Symbiotic microorganisms can protect animal hosts against pathogens by producing antimicrobial compounds, but the selective pressures shaping the defensive chemistry under lab and field conditions and the molecular factors underlying symbiosis establishment remain poorly understood. While our project of the first funding phase was targeted towards unraveling the selective pressures shaping antimicrobial defense cocktails under controlled laboratory conditions, the current proposal aims to characterize the variation in a symbiont-produced chemical defense in nature (both qualitatively and quantitatively), and to identify the symbiont genes that are necessary for establishing the association with its insect host. Using the Lagria beetle-Burkholderia symbiosis as an experimentally and genetically tractable system, we aim to (1) characterize the natural intra- and interspecific variation in microbial communities and defensive chemistry in two Lagria species and (2) unravel the molecular factors underlying the symbionts’ dual lifestyle, switching between plant pathogenicity and insect mutualism. To this end, we will collect beetles of two Lagria species in the field and characterize their microbial community profiles by high-throughput sequencing, while at the same time analyzing the symbiont-produced defensive chemistry via HPLC-MS/MS. The results will provide valuable insights into the natural variation in defensive chemistry and microbial community profiles between individuals, populations, and species of Lagria beetles. For objective 2, we will test candidate symbiont colonization factors from a previous transposon-insertion sequencing experiment by generating targeted mutants and assessing their colonization ability in the beetle. As the beetle symbionts can also opportunistically infect the beetle’s food plant, we will perform a transposon-seq experiment to elucidate candidate colonization factors for infecting the plant. The results will yield insights into the molecular factors underlying defensive symbiosis establishment as well as the life-style switch between insect mutualism and plant pathogenicity.

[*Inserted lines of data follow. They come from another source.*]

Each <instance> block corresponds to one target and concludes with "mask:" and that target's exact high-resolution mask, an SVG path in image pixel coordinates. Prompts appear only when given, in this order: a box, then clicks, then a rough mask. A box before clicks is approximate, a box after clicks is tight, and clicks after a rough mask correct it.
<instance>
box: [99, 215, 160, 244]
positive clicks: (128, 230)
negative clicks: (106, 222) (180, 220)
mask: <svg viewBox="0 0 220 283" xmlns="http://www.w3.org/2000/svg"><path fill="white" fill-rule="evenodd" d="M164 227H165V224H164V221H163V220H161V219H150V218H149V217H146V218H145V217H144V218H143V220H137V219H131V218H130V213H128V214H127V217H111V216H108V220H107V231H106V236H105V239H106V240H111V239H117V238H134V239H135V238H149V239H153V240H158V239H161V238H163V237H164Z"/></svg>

共生微生物可以通过产生抗菌化合物来保护动物宿主免受病原体的侵害，但在实验室和野外条件下形成防御化学的选择压力以及共生建立背后的分子因素仍然知之甚少。虽然我们的第一个资助阶段的项目旨在揭示在受控的实验室条件下形成抗菌防御鸡尾酒的选择压力，但目前的提案旨在表征自然界中共生体产生的化学防御的变化（定性和定量），并确定与昆虫宿主建立关联所必需的共生体基因。将Lagria甲虫- burkholderia共生作为一个实验和遗传上可处理的系统，我们的目标是：(1)表征两个Lagria物种的微生物群落和防御化学的自然种内和种间变化；(2)揭示共生生物在植物致病性和昆虫共生之间转换的双重生活方式的分子因素。为此，我们将在野外采集两种瓢虫，并通过高通量测序对其微生物群落特征进行表征，同时通过HPLC-MS/MS分析共生体产生的防御化学成分。研究结果将为了解瓢虫个体、种群和物种之间的防御化学和微生物群落特征的自然变化提供有价值的见解。对于目标2，我们将通过生成靶向突变体并评估其在甲虫中的定殖能力，来测试先前转座子插入测序实验中获得的候选共生定殖因子。由于甲虫共生体也可以机会性地感染甲虫的食物植物，我们将进行转座子序列实验来阐明感染植物的候选定殖因子。研究结果将有助于深入了解防御性共生关系建立的分子因素，以及昆虫共生与植物致病性之间的生活方式转换。